War-Dialing and War-Driving
War-dialing is the term used to describe an attacker's attempt to discover unprotected modem connections to computer systems and networks. The term's origin is the 1983 movie War Games, in which the star has his machine systematically call a sequence of phone numbers in an attempt to find a computer connected to a modem. In the case of the movie, the intent was to find a machine with games the attacker could play, though obviously an attacker could have other purposes once access is obtained. War-dialing is surprisingly successful, mostly because of rogue modems-unauthorized modems attached to computers on a network by authorized users. Generally the reason for attaching the modem is not malicious-an individual may simply want to be able to go home and then connect to the organization's network to continue working.
The problem, however, is that if a user can connect, so can an attacker. If the authorized user has not implemented any security protection, this means of access could be totally open. This is often the case. Most organizations enact strict policies against connecting unauthorized modems, but it is difficult to enforce this kind of policy. Recently, new technology has been developed to address this common backdoor into corporate networks. Telephone firewalls have been created, which block any unauthorized modem connections into an organization.
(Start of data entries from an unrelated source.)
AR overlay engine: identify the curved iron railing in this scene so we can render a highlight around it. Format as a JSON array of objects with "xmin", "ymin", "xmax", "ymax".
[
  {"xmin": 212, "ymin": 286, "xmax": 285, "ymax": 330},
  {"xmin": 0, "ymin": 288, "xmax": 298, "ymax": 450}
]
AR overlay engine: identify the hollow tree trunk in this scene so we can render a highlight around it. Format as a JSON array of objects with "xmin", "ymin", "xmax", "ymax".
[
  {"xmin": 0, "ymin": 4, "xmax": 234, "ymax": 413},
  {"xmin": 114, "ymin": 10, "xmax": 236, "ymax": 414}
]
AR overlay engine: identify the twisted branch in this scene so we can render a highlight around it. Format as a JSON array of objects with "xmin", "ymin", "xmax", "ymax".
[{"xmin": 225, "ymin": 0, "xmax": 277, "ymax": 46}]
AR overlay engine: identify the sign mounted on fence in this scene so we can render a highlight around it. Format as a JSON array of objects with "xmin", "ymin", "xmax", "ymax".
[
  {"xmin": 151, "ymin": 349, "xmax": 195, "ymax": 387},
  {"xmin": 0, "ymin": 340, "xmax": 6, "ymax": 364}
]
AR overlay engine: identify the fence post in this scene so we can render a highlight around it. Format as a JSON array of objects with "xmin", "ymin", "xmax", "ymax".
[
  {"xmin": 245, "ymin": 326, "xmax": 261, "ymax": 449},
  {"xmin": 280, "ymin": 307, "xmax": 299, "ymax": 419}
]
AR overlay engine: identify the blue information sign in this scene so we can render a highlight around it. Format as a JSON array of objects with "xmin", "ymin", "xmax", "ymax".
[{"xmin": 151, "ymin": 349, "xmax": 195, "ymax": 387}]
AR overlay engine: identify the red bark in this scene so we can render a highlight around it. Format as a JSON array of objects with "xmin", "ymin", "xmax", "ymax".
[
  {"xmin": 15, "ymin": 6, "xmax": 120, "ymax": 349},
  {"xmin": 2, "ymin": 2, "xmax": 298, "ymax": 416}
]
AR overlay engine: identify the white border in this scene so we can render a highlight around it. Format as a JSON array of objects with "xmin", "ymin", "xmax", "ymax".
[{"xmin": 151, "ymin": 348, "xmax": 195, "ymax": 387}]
These devices make it impossible for an unauthorized modem connection to be established and can also enforce strict access policies on any authorized modems.
The term war-driving has been used to refer to the activity in which attackers wander throughout an area (often in a car) with a computer with wireless capability, searching for wireless networks they can access. Some security measures can limit an attacker's ability to succeed at this activity, but, just as in war-dialing, the individuals who set up the wireless networks don't always activate these security mechanisms.
Social engineering relies on lies and misrepresentation, which an attacker uses to trick an authorized user into providing information or access the attacker would not normally be entitled to. The attacker might, for example, contact a system administrator pretending to be an authorized user, asking to have a password reset. Another common ploy is to pose as a representative from a vendor needing temporary access to perform some emergency maintenance. Social engineering also applies to physical access. Simple techniques include impersonating pizza or flower delivery personnel to gain physical access to a facility.
Attackers know that, due to poor security practices, if they can gain physical access to an office, the chances are good that, given a little unsupervised time, a user ID and password pair might be found on a notepad or sticky note. Unsupervised access might not even be required, depending on the quality of the security practices of the organization.